The company, which manages more inmates than any other private prison company in America, also will pay the transportation costs to move 200 inmates Idaho now has housed in Texas to its own facility in New Mexico, where it has said housing rates are comparable.
In addition, it will pay the cost of transporting to that New Mexico prison additional Idaho inmates who have to be housed out of state because existing facilities are full. And it will pay for bringing all inmates back to Idaho in mid-2000 when the new prison opens.
“I was absolutely surprised,” Sen.

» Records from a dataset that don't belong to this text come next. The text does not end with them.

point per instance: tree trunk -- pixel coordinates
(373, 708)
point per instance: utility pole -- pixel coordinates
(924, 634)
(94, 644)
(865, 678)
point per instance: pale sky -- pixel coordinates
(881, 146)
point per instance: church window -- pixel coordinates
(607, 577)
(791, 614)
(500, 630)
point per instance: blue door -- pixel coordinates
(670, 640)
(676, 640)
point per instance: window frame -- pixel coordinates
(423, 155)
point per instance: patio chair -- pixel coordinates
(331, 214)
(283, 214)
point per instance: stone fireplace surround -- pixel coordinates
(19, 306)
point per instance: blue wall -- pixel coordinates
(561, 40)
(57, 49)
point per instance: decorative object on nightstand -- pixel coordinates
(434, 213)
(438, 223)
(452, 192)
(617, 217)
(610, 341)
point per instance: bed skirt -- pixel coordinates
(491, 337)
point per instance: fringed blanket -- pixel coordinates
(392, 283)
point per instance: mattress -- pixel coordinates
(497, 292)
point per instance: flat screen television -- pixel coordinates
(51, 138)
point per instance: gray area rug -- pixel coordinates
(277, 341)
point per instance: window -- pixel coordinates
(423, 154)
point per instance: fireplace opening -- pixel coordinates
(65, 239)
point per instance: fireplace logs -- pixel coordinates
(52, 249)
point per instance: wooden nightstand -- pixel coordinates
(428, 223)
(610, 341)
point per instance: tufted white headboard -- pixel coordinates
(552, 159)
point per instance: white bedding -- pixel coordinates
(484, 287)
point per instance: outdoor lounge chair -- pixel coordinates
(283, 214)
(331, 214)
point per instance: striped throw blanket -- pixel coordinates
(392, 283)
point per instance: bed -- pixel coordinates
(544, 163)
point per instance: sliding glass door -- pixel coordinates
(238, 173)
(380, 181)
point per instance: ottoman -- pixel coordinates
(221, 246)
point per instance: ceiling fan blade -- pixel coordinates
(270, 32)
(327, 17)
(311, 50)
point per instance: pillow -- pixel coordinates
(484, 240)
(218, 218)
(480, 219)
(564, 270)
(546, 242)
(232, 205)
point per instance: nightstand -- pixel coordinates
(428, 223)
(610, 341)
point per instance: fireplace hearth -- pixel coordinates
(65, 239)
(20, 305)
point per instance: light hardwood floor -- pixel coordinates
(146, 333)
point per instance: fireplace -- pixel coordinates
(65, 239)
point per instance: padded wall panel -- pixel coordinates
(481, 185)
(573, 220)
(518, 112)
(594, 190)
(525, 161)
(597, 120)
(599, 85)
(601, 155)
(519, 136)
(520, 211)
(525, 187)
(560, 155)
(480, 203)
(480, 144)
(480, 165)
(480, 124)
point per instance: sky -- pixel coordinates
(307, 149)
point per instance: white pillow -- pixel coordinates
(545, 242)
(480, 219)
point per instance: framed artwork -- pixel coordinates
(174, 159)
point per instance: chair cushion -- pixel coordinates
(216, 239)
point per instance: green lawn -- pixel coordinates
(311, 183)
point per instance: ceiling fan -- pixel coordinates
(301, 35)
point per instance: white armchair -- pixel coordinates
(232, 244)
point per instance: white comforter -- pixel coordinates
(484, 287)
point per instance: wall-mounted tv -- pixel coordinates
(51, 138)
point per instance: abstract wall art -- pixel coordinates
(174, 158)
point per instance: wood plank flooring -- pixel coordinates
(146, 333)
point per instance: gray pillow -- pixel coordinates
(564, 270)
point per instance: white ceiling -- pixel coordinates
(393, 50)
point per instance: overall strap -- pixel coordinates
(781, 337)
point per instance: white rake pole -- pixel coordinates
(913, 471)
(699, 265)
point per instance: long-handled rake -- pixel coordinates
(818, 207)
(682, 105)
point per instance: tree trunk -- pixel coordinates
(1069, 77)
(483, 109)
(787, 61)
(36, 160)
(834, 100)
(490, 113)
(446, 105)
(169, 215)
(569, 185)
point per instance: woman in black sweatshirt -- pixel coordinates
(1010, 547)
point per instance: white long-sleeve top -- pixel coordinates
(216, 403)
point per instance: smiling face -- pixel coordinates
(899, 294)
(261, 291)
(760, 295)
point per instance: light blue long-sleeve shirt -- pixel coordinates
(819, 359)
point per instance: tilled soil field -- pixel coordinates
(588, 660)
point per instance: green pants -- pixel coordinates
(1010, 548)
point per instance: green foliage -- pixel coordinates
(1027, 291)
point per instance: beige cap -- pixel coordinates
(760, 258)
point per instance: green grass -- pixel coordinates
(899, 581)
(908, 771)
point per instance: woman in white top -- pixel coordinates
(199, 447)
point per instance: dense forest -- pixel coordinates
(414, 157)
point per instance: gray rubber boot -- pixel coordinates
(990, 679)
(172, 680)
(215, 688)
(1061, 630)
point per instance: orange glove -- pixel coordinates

Atwell Parry, R-Melba, said after hearing of the company’s offer. “They have really done an outstanding job working it out, and all they said was they’re looking for a long-term relationship.”
The company isn’t hurting for cash. Corporate profits, at more than $60 million last fall, were running over 60 percent ahead of a year earlier.
Gov. Dirk Kempthorne’s administration does not want to open the new prison until it can fill 750 beds.
Lawmakers had wanted to open it next January to preclude shipping any more inmates out of state and avoid anticipated political criticism for paying out-of-state housing rates when a $50 million Idaho prison stands empty.
Corrections Director Jim Spalding told the budget committee earlier that he expects to have to ship another 200 inmates out of state by May of 2000, if the new prison doesn’t open before then.
But Kempthorne has refused to ease populations in existing facilities just to open the new prison, preferring to ship inmates out of state for a time.
Idaho’s recent experiences with housing prisoners out of state haven’t all been good. In 1997, Idaho inmates rioted at a private prison in Louisiana, and five escaped. One is still on the loose.
Opening the new prison early or shipping more inmates out of state to delay the opening costs the state about the same, analysts said. That made Corrections Corp.’s offer of extra financial assistance - likely hundreds of thousands of dollars - what tipped the scales toward the governor’s proposed delay. Still, some lawmakers remain curious about what the company expects in return.
Staff writer Betsy Z. Russell contributed to this report.